Moreover, there was "some evidence" in the record, as set forth in both the incident report and the written summary of reasons for the disciplinary action, to support the finding of guilt. The evidence included, but was not limited to, the CCTV footage showing only three inmates walking into the cell, a staff member's report that he found Lay and one other inmate standing over the unresponsive victim inmate, and the victim's initial statement implicating Lay and another unknown inmate in the attack. Despite the fact that Lay denied the assault and the victim inmate claimed not to remember anything when interviewed by the DHO, the record contains ample evidence supporting the DHO's finding of guilt. See Hill, 472 U.S. at 457 (where "the record is not so devoid of evidence that the findings of the disciplinary board were without support or otherwise arbitrary," those findings must be upheld); see also Bostric v. Carlson, 884 F.2d 1267, 1269-70 (9th Cir. 1989) (eyewitness account by reporting officer and statement by inmate witness that he heard the disciplined inmate challenge another inmate to a fight were sufficient to support guilt).

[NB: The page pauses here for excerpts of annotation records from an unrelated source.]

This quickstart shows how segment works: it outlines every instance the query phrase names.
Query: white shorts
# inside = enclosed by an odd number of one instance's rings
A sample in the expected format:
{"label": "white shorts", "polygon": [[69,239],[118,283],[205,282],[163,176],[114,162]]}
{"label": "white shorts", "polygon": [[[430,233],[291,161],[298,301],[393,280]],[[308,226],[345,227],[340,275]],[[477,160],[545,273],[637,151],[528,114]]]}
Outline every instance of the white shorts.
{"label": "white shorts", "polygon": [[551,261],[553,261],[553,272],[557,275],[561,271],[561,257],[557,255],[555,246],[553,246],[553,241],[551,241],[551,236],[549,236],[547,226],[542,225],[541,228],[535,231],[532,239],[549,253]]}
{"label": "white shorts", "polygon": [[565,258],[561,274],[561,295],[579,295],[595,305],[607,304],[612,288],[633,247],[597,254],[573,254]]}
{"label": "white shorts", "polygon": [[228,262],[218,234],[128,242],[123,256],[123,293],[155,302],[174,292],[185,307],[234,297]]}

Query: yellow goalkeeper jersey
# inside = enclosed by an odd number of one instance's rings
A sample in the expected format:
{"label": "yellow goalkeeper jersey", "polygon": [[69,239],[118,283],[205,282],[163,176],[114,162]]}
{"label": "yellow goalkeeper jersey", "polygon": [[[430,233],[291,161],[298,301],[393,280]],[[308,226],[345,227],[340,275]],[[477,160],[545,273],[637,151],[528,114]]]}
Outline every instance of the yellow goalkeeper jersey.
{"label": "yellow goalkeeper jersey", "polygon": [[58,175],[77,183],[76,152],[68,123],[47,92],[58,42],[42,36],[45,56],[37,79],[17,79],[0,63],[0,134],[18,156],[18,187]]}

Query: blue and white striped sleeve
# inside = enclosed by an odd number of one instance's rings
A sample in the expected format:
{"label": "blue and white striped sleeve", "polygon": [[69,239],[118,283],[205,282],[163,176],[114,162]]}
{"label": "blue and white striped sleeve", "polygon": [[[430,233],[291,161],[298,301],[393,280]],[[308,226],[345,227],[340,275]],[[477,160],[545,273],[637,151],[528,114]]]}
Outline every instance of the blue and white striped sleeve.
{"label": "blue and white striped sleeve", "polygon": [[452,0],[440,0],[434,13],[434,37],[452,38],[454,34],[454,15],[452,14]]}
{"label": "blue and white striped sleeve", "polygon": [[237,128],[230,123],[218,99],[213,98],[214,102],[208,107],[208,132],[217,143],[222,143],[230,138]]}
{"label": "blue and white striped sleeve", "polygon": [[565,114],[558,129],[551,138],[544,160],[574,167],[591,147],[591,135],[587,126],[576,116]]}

As to Lay's complaints about the assistance he received from Officer Holmes, his staff representative, Supreme Court precedent clearly establishes only that such assistance is required for illiterate inmates or in "complex" cases. See Wolff, 418 U.S. at 563. Lay does not allege that he is illiterate and this incident did not involve a complex matter. In any event, because there is no right to assistance of counsel in a prison disciplinary proceeding, there is no such claim as ineffective assistance of counsel by an assisting staff member in that context. See Bostic, 884 F.2d at 1274.

Lay was afforded all the process due under the United States Constitution in connection with the disciplinary proceeding in question. He therefore fails to meet his burden of showing that he is in custody in violation of the Constitution or laws of the United States and no relief is available. See Silva v. Woodford, 279 F.3d 825, 835 (9th Cir. 2002).

VI. CONCLUSION

For the foregoing reasons, IT IS HEREBY RECOMMENDED that the petition be denied. These findings and recommendations are submitted to the United States District Judge assigned to the case, pursuant to the provisions of 28 U.S.C. § 636(b)(l). Within twenty-one days after being served with these findings and recommendations, any party may file written objections with the court and serve a copy on all parties. Such a document should be captioned "Objections to Magistrate Judge's Findings and Recommendations." Failure to file objections within the specified time waives the right to appeal the District Court's order. Martinez v. Ylst, 951 F.2d 1153 (9th Cir. 1991). Any reply to the objections shall be filed and served within seven days after service of the objections.